Change is always hard, but necessary

I have followed John Maxwell for years and I am always challenged by his writing. Once again, he speaks to me through his own life experience...

"The scariest moment of my life came on December 18th, 1998. I was celebrating at our company Christmas party when I began to feel ill. At the end of the evening, an employee gave me a hug goodbye and noticed a cold sweat on the back of my neck. Suddenly, excruciating pain exploded in my chest, and I crumpled to my knees. As I laid on the floor in agony, waiting for the paramedics, it felt like an elephant was sitting on my chest. I honestly thought my life was coming to an end.

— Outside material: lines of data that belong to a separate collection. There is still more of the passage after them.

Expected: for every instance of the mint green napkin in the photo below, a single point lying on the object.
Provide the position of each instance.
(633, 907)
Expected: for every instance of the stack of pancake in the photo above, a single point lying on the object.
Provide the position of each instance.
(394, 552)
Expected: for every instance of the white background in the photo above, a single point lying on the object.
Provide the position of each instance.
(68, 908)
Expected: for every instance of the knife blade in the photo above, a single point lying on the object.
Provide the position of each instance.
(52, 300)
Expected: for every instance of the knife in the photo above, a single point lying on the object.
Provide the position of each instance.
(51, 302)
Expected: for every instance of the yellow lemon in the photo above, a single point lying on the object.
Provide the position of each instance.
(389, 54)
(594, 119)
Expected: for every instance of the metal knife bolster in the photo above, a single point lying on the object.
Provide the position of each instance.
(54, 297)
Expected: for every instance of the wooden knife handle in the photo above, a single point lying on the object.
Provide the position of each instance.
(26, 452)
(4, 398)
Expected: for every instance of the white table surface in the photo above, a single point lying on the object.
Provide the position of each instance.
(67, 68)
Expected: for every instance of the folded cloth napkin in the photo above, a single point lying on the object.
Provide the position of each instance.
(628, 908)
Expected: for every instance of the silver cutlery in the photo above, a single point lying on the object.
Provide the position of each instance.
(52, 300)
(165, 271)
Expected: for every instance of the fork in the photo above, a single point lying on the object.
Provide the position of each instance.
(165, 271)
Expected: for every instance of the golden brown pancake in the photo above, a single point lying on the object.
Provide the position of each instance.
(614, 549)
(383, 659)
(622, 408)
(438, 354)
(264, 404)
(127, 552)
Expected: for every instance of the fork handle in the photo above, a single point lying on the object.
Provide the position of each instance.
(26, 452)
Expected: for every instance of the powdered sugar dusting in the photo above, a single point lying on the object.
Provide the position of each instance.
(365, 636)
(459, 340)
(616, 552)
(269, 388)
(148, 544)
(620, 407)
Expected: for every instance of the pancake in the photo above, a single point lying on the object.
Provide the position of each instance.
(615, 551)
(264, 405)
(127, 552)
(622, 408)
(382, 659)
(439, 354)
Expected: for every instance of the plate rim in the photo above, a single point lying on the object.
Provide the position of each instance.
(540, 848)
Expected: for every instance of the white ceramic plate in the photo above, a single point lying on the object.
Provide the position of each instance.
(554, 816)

At the hospital, doctors informed me I had suffered a heart attack. They attended to me and tried several treatments, none of which seemed to be helping. Around 3:00am, a cardiologist arrived on the scene, and he performed an emergency operation to remove a small blood clot from my heart. His skillful care saved my life.

Pain accompanies change. One way or another it’s going to hurt to make adjustments in our lives...that’s the bad news. The good news is that we can choose the pain we endure...the pain of discipline or the pain of regret.

The longer you wait to make changes, the costlier they are to make. In 1998, I nearly paid the ultimate price for ignoring my physical fitness. Had I simply made a few tweaks to my weekly regimen as a young leader, and maintained them over time, I never would have found myself in that situation. Thankfully, I received a second chance. However, even after the scare of the heart attack, I have tremendous difficulty prioritizing my health. Ingrained habits aren’t easily overcome.

If you want to change your life, then you need to change something you do daily. In my case, I have learned that physical fitness doesn’t happen overnight. It takes a succession of healthy decisions, made each day, to see progress.

We tend to stay the same until it hurts so bad that we have to do something differently. In my case, the pain was sudden, severe, and possible to ignore. Yet, the warning signs were there all along, and how I wish that I had heeded them!

In which areas of life do you see warning signs? Wherever you see warning sings, don’t delay in making a change. It’s far easier to prevent damage now than to repair it later."

I'm listening to what John is saying...are you?